Otherwise the potential downside of not graduating with at least a bachelor's degree is so devastating that the population (who don't want to be perpetually responsible for their adult children that have been made unemployable in any decent capacity for no reason other than to make certain email job people feel important) will accept nothing less than a pass rate approaching ever closer to 100%.

If you want to make education rigorous, you have to address that problem and then also try to address the K-12 education system that faces a similar but more extreme version of the same issue (because not being able to properly read and write are genuinely bad indicators for the majority of white collar jobs, and failing to graduate high school tends to indicate fundamental issues in that respect moreso than failing to graduate with a bachelor's, which usually just indicates immaturity / lack of money / boredom / a million other things that don't imply missing fundamental skills).

dartharva · 5 months ago
That difference in Asian societies as against Western ones doesn't come from "higher standards" or whatever; it comes from a much more mundane reason: not doing good in school here literally has immediate far-reaching consequences because everything is scarce and up for brutal competition.

In the West kids can randomly decide to drop entire years after high school, or even skip college altogether - because it's (apparently) easy to not be immediately destitute without a good job. In India and China children grow up witnessing how much of a divide that makes, and how thin the line seperating their fates from "respectable" to brutal poverty is. No kid growing in such an environment will take school lightly.

only-one1701 · 5 months ago
I wonder if, as inequality increases and the social safety net disappears in the USA, this will change. My parents told me “do what you love, as long as you work hard you’ll succeed and be fine.” I did what I loved (the arts), worked my ass off and succeeded, and wasn’t fine. Thank god I learned to code in the 20-teens, when competition was lower.

I most certainly will transmitting a different set of values to my kids. Not going to go full straight A’s psychopath because I’ve seen what that’s done to some peers, but unless I win the lottery my kids will not be being told to just “do what they love” (unless they happen to love applied math lol)

Xenoamorphous · 5 months ago
Anything I’ve read about how South Korea treats its students makes me doubt it’s the way to go.
nemothekid · 5 months ago
>In China students work very hard because they had to beat a tough competion to even be able to attend the University

This is an unfair comparison.

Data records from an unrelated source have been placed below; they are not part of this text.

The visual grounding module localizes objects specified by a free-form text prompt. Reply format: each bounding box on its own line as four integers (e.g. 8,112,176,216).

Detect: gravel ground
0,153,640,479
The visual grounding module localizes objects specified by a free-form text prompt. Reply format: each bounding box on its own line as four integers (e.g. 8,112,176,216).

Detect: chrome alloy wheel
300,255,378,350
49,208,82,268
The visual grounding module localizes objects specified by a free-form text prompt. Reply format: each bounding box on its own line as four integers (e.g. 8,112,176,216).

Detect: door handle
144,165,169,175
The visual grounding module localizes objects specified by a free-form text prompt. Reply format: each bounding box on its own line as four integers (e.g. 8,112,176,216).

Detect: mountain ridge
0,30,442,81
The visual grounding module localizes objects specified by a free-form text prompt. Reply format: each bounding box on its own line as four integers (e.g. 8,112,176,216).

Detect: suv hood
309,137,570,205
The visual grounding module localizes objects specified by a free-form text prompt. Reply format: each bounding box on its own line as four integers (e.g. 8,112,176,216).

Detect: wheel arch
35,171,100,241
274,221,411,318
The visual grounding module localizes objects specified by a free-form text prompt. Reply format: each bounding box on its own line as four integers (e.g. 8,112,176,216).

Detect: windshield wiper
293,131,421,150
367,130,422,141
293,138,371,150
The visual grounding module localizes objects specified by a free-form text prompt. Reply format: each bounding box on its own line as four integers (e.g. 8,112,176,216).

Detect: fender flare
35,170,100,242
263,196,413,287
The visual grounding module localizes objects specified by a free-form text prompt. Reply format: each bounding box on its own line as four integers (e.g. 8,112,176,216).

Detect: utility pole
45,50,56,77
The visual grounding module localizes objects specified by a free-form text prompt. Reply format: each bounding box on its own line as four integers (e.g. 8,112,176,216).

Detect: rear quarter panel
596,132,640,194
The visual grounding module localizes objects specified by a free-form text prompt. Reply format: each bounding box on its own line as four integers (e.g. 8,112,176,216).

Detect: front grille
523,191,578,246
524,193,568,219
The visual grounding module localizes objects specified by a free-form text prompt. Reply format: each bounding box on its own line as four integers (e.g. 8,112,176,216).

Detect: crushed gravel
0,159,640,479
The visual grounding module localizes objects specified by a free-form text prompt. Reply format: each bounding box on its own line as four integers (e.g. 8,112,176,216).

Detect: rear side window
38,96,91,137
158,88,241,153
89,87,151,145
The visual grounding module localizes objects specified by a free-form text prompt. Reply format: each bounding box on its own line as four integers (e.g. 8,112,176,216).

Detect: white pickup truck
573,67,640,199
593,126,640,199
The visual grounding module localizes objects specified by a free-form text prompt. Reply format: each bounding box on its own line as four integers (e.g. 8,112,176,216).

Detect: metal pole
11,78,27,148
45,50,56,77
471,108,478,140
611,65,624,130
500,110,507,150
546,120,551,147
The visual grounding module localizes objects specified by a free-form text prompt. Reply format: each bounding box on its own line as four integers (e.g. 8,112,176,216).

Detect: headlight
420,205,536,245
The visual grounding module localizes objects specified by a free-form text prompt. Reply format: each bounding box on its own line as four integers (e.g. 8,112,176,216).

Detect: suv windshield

The equivalent of those chinese students do work as hard in America - they just wouldn't be found at OP's school, there would be in a Tier 1 school.

rahimnathwani · 5 months ago
Who do you think worked harder in high school?

A) the median university student in the USA?

B) the median university student in China?

Hint: in China, university admissions is based in large part on students's performance on the 高考, a national entrance exam, taken at the end of high school.

oceanhaiyang · 5 months ago
My experience with Chinese universities is they work so hard to pass the gaokao to get in then relax through university. This is common throughout all of east Asia. Maybe at top universities it’s different.

Deleted Comment

charlieyu1 · 5 months ago
From Hong Kong and it is tough to get in. Once you enter university you are free of reins and slack off.

Deleted Comment

rchaud · 5 months ago
When it comes to the ChatGPT-ification of cheating, I'd say it's an Anglosphere problem, as it's primarily trained on English-language material.